The filing comes as the law's 2024 regulatory overhaul continues to reshape how institutions handle Indigenous collections. The Department of the Interior's updated rules, which took effect January 12, 2024, targeted persistent compliance failures across American museums, including inconsistent consultation with tribal authorities and the longstanding practice of labeling human remains as "culturally unidentifiable" to sidestep repatriation obligations. The underlying data on the law's 35-year track record makes clear why those reforms were necessary: of the 208,698 Native American human remains reported by museums since NAGPRA was enacted in 1990, the repatriation process has been completed for only 48 percent. The backlog of associated funerary objects is estimated at roughly 2.6 million items reported since the law's passage.

Federal Register notices are the administrative spine of NAGPRA's repatriation framework.

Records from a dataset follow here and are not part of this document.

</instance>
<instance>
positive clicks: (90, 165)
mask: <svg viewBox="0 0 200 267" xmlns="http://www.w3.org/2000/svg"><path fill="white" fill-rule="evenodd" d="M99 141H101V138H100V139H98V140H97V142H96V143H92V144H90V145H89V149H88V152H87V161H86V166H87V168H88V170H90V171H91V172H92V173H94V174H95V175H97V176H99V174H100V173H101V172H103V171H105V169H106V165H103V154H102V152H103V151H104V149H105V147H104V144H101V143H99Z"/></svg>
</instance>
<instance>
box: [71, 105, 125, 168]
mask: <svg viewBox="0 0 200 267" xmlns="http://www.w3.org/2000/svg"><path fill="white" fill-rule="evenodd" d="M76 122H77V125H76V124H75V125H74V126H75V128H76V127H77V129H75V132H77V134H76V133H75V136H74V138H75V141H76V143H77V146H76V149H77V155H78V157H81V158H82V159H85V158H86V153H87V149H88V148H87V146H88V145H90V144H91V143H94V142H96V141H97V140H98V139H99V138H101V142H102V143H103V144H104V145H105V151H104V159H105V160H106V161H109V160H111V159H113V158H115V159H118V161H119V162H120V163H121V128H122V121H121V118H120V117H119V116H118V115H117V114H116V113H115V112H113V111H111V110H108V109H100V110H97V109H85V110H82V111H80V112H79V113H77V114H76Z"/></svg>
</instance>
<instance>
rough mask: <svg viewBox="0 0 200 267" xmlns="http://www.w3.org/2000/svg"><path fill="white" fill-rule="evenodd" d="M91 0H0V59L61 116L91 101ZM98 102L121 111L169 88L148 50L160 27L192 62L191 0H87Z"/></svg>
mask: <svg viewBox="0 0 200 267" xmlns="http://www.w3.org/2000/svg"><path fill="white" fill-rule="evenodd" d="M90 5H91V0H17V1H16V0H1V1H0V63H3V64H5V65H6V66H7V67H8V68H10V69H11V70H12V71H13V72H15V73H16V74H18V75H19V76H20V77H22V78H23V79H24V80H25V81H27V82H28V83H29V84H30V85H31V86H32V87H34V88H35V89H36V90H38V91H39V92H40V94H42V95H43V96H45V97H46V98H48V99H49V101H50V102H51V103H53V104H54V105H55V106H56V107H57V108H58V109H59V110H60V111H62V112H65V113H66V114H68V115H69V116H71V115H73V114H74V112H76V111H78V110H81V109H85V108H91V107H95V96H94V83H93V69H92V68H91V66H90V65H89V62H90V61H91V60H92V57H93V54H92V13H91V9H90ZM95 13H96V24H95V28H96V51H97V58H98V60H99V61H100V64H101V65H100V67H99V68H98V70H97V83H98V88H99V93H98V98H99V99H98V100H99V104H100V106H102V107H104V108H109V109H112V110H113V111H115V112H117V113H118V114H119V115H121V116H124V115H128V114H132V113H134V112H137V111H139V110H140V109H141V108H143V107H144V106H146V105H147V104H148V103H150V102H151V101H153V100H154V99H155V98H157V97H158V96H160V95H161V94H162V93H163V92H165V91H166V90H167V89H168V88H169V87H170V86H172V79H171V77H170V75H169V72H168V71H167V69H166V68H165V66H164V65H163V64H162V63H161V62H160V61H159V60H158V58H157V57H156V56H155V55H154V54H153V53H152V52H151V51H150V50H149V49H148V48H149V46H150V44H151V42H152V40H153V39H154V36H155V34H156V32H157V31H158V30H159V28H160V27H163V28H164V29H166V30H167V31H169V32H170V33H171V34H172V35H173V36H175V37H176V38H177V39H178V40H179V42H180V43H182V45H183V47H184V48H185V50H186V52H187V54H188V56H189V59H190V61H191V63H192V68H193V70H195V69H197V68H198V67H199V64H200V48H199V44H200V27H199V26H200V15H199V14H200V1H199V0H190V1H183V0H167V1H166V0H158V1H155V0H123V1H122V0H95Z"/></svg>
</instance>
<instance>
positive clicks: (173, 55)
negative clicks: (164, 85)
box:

They specify what objects are held, provide cultural affiliation statements, and name an institutional contact for claims. They also mark the start of a logistically demanding process: curatorial research, provenance documentation, tribal consultation, and physical transfer arrangements, including, where applicable, culturally appropriate reburial.

Mills College's notice is one of several repatriation filings published simultaneously in the April 2 Federal Register, illustrating the administrative volume that federal NAGPRA staff and tribal representatives now navigate. The 2024 rule revisions shifted more of the compliance burden directly onto museums and federally funded institutions, and the pace of Federal Register notices has reflected that pressure.

For tribal nations and Native Hawaiian organizations monitoring these filings, the May 4 window is a hard legal deadline: the date after which objects can lawfully be returned. The clock started today.